Study investigates the influence of sex, genes and age on the duration of AD stages and reports on individual stage duration

01/06/2019

On 1 June, an international team of scientists published a statistical investigation on the estimated duration of stages in Alzheimer’s disease (AD) as a research article in the journal Alzheimer’s & Dementia. The study applied a multistate modelling approach on data from six cohorts that encompassed 3268 participants. The results showed that participants who received a diagnosis at 60 years of age had an overall disease duration of 24 years until death, while people diagnosed at the age of 80 had an overall disease duration of approximately 15 years. The model further estimated that participants who showed evidence of amyloid pathology (a biomarker for AD) but who did not show signs of cognitive impairment at the age of 70 would have an approximate disease duration of about 20 years.

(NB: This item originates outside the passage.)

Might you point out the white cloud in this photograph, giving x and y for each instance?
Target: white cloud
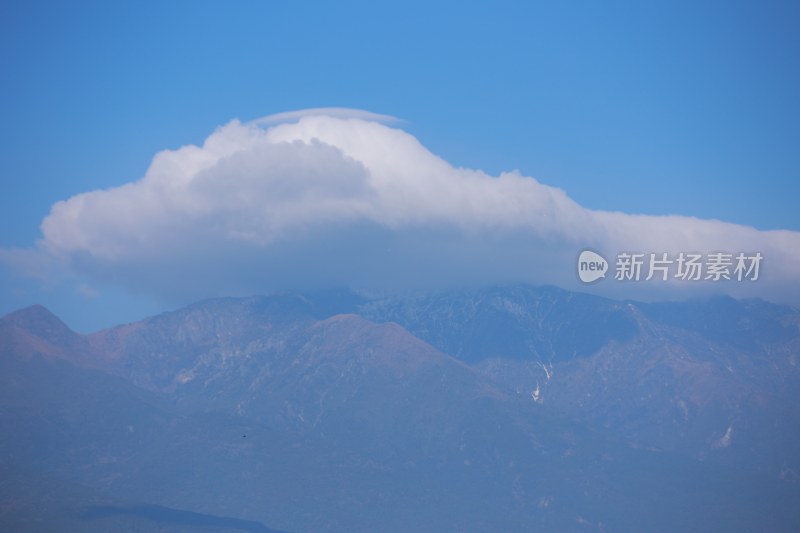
(337, 197)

Looking at the overall disease span by stage-duration, estimates showed that people with signs of amyloid pathology, but without mild cognitive impairment (preclinical AD), would take overall 10 years until they developed a form of mild cognitive impairment (prodromal AD). The potential subsequent “prodromal AD” (marked by amyloid pathology and mild cognitive impairment) phase, was estimated to continue for about 4 years until the beginning of dementia, which would continue for about 6 years until death. The researchers also reported that from their analysis, the male sex, clinical setting APOE 4 e4 allele carriership (a gene linked to AD), and abnormal cerebrospinal fluid tau were associated with a shorter disease duration until the point of death.